Today Mercola has an article up about arsenic poisoning in chicken: it may be common.

http://v.mercola.com/blogs/public_blog/Is-the-Chicken-You-Eat-Poisoned-With-Arsenic--10528.aspx

[identity profile] quayme.livejournal.com 2007-04-29 08:34 pm (UTC)(link)
Do you think the mercury may have come from living in O.R. as a child? You know the creeks there have it in it.

[identity profile] liveonearth.livejournal.com 2007-04-30 03:58 am (UTC)(link)
No, I didn't know about mercury in the creeks. I remember when there was a "spill" from Tennessee Chemical Plant into the Ocoee and the guys with suits and long hose vaccums came to suck up the river bottom. It wasn't in the news but I was there.

Is mercury in OR tap water? I didn't drink the creeks. Tell me more about what creeks have it, and the source? I didn't know. But I'm not surprised. I remember when my dad got into checking wells for pollutants and found that everything was everywhere around the plants.

It takes less than the head of a pin sized bit of mercury to be totally guaranteed lethal to a human who ingests it.

Mercury is in all fish these days, and it's more concentrated in fish that are carnivorous (because it bio-accumulates) and also in fish near the equator--there is less coal-burning exhaust near the poles.

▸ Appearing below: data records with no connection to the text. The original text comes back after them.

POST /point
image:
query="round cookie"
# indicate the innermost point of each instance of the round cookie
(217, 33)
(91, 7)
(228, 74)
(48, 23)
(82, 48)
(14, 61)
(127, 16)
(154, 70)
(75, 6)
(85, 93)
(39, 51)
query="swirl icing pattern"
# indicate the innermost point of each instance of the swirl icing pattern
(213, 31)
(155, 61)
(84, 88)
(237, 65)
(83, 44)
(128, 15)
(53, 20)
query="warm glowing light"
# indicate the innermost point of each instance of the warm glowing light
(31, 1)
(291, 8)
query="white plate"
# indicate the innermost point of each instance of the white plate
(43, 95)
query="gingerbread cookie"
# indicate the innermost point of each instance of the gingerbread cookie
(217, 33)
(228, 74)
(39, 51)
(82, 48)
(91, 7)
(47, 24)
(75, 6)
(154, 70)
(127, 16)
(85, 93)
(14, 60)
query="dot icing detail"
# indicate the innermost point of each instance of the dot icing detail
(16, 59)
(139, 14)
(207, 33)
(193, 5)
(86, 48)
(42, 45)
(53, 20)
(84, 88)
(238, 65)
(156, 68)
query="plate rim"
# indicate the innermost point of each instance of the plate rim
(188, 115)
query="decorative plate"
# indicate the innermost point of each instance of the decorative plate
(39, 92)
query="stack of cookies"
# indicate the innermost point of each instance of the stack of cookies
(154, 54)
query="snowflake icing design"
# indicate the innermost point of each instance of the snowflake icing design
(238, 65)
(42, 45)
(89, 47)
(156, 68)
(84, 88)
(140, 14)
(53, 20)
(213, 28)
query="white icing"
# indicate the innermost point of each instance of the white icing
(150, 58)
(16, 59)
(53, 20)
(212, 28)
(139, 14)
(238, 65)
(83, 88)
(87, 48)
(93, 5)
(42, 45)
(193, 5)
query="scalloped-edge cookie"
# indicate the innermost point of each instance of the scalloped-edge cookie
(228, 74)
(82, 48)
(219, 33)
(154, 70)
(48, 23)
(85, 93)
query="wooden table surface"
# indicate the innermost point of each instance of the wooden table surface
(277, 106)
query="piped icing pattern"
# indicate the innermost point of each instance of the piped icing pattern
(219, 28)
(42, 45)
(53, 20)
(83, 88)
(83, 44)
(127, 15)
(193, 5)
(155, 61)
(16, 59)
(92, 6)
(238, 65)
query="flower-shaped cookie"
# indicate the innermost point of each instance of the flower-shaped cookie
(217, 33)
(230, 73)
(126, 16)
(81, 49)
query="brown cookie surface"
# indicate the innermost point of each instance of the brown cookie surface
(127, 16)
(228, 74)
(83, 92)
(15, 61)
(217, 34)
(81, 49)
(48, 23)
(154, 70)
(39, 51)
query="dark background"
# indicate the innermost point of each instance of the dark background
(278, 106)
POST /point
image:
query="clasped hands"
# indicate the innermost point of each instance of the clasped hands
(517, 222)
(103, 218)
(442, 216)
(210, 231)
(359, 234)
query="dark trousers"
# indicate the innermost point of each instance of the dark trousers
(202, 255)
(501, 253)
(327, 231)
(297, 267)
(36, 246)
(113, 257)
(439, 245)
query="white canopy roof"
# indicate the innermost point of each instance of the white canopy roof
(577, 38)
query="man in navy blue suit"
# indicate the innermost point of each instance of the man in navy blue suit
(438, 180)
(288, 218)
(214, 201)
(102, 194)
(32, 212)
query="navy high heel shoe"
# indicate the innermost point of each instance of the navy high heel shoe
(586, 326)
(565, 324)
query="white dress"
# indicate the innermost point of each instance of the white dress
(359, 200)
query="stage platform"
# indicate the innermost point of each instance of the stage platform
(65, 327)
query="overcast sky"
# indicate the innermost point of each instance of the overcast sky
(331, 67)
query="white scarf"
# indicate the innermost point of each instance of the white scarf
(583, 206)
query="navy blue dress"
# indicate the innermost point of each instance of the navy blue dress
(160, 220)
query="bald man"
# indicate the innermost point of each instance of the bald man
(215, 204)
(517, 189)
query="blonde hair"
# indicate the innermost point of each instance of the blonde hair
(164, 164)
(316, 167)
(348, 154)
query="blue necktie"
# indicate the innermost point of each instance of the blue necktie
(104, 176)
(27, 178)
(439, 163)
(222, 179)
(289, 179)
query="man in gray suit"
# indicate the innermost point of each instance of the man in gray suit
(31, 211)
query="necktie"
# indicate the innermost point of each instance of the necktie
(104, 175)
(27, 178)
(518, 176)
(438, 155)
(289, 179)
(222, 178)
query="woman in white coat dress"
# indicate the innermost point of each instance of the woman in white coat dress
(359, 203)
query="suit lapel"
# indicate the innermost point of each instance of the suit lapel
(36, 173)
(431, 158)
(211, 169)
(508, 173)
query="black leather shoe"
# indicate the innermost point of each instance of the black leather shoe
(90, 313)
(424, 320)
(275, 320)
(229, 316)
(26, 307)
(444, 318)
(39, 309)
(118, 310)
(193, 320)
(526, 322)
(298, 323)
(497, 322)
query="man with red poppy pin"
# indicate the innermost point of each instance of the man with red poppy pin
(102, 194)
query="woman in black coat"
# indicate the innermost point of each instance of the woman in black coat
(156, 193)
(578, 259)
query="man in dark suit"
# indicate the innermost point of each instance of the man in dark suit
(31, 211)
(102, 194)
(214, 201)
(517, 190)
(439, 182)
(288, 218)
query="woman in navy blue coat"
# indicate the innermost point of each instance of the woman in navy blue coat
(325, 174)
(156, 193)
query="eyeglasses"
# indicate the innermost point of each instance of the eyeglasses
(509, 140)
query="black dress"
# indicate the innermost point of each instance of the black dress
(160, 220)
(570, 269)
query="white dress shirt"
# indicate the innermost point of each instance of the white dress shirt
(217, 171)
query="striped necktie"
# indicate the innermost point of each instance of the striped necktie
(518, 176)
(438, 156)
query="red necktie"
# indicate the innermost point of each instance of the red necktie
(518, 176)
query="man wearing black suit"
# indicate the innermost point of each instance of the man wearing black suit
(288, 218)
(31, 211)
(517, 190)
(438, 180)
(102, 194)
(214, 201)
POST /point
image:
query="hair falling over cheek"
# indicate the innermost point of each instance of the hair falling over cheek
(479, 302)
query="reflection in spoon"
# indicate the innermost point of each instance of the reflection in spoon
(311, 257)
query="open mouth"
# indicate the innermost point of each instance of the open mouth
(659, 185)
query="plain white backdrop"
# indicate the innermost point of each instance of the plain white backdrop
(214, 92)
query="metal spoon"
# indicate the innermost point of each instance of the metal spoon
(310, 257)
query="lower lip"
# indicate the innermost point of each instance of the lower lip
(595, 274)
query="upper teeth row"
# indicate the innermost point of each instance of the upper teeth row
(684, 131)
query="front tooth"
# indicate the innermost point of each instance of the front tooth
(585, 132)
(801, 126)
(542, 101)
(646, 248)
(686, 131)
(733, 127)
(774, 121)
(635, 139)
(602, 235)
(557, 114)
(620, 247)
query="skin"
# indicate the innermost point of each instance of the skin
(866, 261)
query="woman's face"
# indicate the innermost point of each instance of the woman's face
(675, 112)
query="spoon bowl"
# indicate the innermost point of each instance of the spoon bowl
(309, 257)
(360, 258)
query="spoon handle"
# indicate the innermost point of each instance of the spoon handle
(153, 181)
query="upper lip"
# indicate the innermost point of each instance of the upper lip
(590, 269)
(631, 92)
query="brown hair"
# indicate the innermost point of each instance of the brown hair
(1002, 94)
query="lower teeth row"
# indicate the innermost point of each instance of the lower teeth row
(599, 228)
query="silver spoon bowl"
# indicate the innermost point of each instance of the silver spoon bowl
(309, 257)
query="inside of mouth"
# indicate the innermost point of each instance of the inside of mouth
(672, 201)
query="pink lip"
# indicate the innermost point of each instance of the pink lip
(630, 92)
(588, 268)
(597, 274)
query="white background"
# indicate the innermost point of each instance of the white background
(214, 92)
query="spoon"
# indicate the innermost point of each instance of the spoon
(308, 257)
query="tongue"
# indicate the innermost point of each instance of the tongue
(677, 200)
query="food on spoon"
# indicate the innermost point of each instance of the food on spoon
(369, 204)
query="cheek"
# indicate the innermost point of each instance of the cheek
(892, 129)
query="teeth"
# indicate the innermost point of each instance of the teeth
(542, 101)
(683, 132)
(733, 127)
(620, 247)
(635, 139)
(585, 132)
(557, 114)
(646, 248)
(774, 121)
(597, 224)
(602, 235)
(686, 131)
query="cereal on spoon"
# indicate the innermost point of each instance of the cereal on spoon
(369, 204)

It is the burning of coal for power that is polluting our fish with mercury. I'm sure the fish downwind of Bull Run Steam Plant are toxic as hell. So I eat more fish than I should, esp tuna which is top of the food chain....but I have cut back. I'm sure I'm taking in some mercury that way...are you?

[identity profile] quayme.livejournal.com 2007-04-30 06:55 am (UTC)(link)
The creek from Y-12 that ran into downtown Oak Ridge next to city hall through the park and on over towards the city pool was full of it years ago. I you look at it today there are still warnings it keep out of it due to chemical polutaints. They spent years cleaning up the mercury. I also am starting to believe that the fall out of power plants is dusting the polar caps with soot and that is to blame for a good majority of icecap melting glacial melting and such. If the mercury is in the soot it still concemtrated at the poles but it is still on the surface of the ice and has not gotten into the sealife. Just my thoughts.

[identity profile] liveonearth.livejournal.com 2007-04-30 04:23 pm (UTC)(link)
Interesting thoughts. I agree that soot on the ice is exacerbating the melting, and I don't know how much mercury is in the soot, or what it takes to turn it to ethyl mercury which is the dangerous form. I do know that the fish near the poles are the least contaminated--that has been tested a lot--so it's not in the water and food chain as much up there yet. Your theory could be true. We'll know as soon as the polar ice caps melt.